The ranking shifts because the three measures reward different carriers. By cargo tonne-kilometres, FedEx, Qatar and UPS run close at the top. By fleet size, the integrators win outright, since their parcel networks demand hundreds of aircraft. By international reach, the Gulf carriers lead, carrying freight to more countries on more routes. And a carrier like Atlas Air barely fits the same conversation, because it flies on an ACMI basis, leasing aircraft and crews to other airlines and shippers rather than selling its own network. The order can also move from one year to the next as passenger belly capacity recovers and as older freighters retire faster than replacements arrive, so a carrier's rank shifts on capacity swings as much as on any strategy. Turkish Cargo shows how fast that can happen, climbing to report as the third-largest carrier by international market share in 2025, near 6.1%, on the strength of its Istanbul hub.
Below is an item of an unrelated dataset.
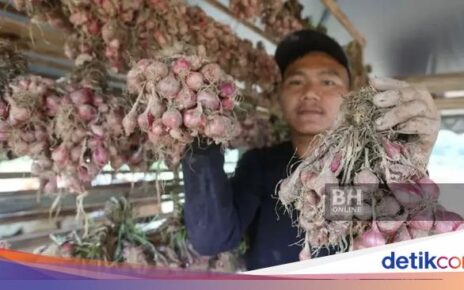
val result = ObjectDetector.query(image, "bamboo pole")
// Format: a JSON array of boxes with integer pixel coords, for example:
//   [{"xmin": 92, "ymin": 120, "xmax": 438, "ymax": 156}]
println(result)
[{"xmin": 321, "ymin": 0, "xmax": 366, "ymax": 47}]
So there is no single largest air cargo airline, only the largest by each yardstick. We match the measure to the shipment, and it is the same reasoning we apply to the aircraft themselves in our look at the biggest cargo planes and to the gateways they fly through in our guide to the busiest cargo airports.

What airline choice means for your cargo

Read as an operating guide, the ranking shapes which carrier we book for a given shipment:

  • For door-to-door express under one operator, we book the integrators, FedEx or UPS, and pay the premium for their control and fleet depth.
  • For international main-deck and oversized freight, we favour combination carriers like Qatar and Emirates, which run dedicated freighters through global hubs.
  • For cost-sensitive general cargo on dense routes, we use Gulf belly capacity, while planning for the fact that it moves with the passenger schedule.
  • For surge or charter needs, we turn to ACMI operators like Atlas Air that lease aircraft and crews rather than selling a network.
  • We match the measure to the shipment, since the largest carrier by tonne-kilometres, by fleet, and by reach are often three different airlines.

None of this replaces a live rate and a firm allotment. But it explains why the airline at the top of one chart is the wrong choice for a shipment another carrier is built to move, and why the model behind the badge matters more than the ranking number.

Frequently asked questions

What is the largest air cargo airline in the world in 2026?

By cargo tonne-kilometres, FedEx Express leads, followed by Qatar Airways Cargo and UPS Airlines, an order that held from 2024 into 2025 per IATA World Air Transport Statistics (FedEx around 18.1 billion, Qatar and UPS near 15 billion in 2024). FedEx and UPS also run the largest fleets, while Qatar is reported as the largest international carrier by market share, near 12% in 2025-26.

What is the difference between an integrator and a combination carrier?

An integrator such as FedEx or UPS owns the whole chain from pickup to delivery and flies its own parcels through its own network, which suits door-to-door express. A combination carrier such as Qatar or Emirates moves freight in both dedicated freighters and passenger belly holds through global hubs, which suits international main-deck and general cargo.

Why does belly capacity matter for air freight?

Because a large share of combination carriers' capacity rides in the belly holds of passenger aircraft, so it expands and contracts with the passenger schedule. Belly space is often cheaper for general cargo on dense routes, but it tightens when passenger demand falls, which is why dedicated freighters are more reliable for time-critical or oversized shipments.